I’ll cop to it. That’s just what I did. And you went for it.
Do you know what a paradigm is? A paradigm is a filter through which we look at the world. A paradigm tells us what’s important to pay attention to…and what’s not. It’s the way we frame reality.
For example in governance, a democracy would be one kind of political paradigm. A dictatorship would be another. Communism would be a third. There’s also a monarchy, oligarchy, socialism, and so on. Each paradigm shapes how you look at governing people. Thus a crowd gathered in the square might be perceived by the head of state very different, depending on whether he was looking at it through the filter of a democracy, distatorship, or another kind of political paradigm (filter).
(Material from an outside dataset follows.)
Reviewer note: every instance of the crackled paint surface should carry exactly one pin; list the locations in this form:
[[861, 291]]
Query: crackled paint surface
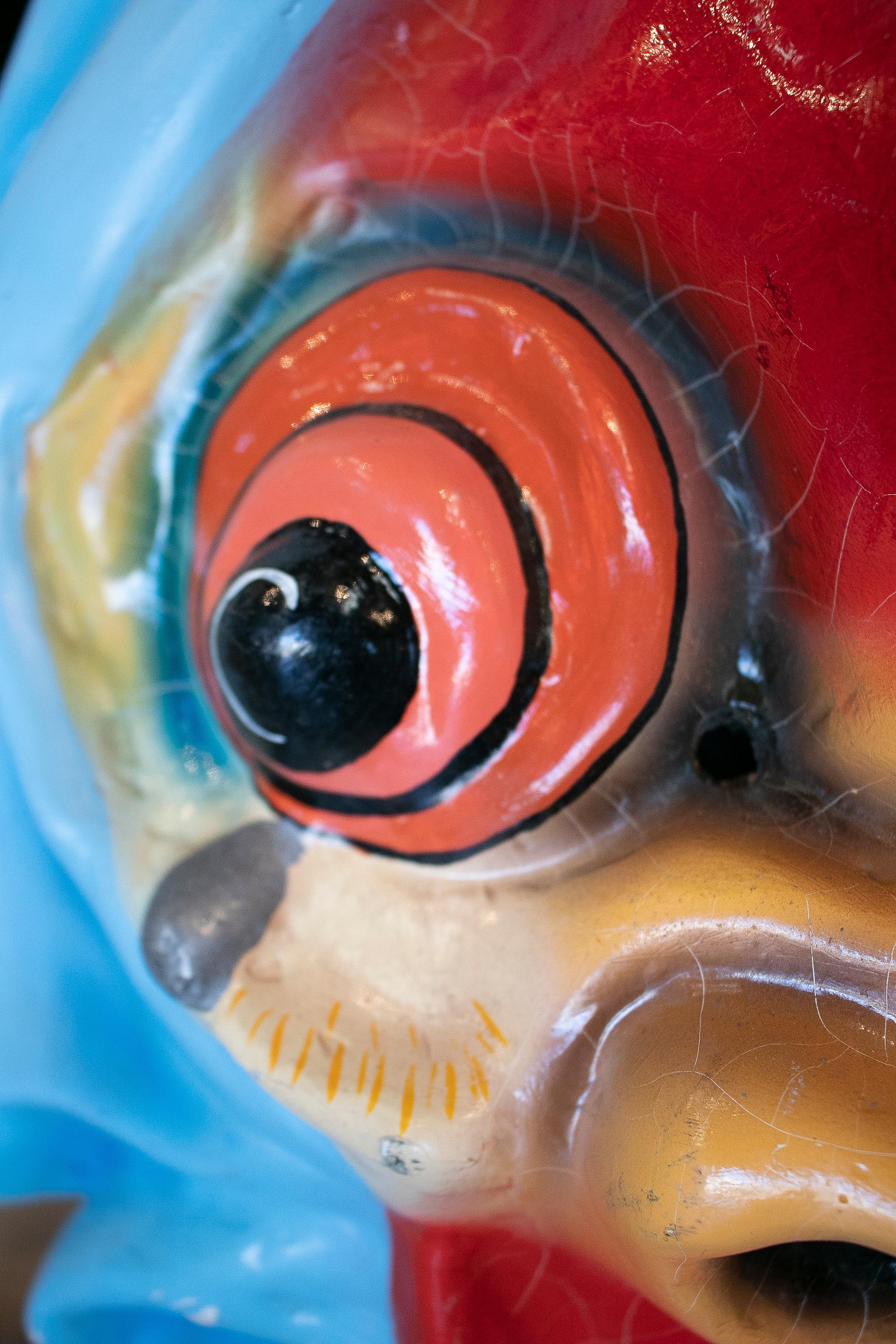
[[646, 1038]]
In order to find the answer to the number puzzle, you had to approach it from within an entirely different paradigm. You had to drop the idea that this was a numerical puzzle and think outside the box.
If you still haven’t figured it out, flip forward to end of the article for the answer.
So what can we conclude from this? We can conclude that if you don’t use the right paradigm, the problem at hand becomes impossible to solve. This is precisely what has happened with stuttering since the development of speech pathology over 80 years ago.
Let me give you a little background. The birth of speech pathology is attributed to Carl Seashore who back in the early 20s was head of the Department of Psychology and the dean of the Graduate College at the State University of Iowa.
Although interest in speech and hearing processes was developing in a number of universities, it was Seashore who really molded the new discipline.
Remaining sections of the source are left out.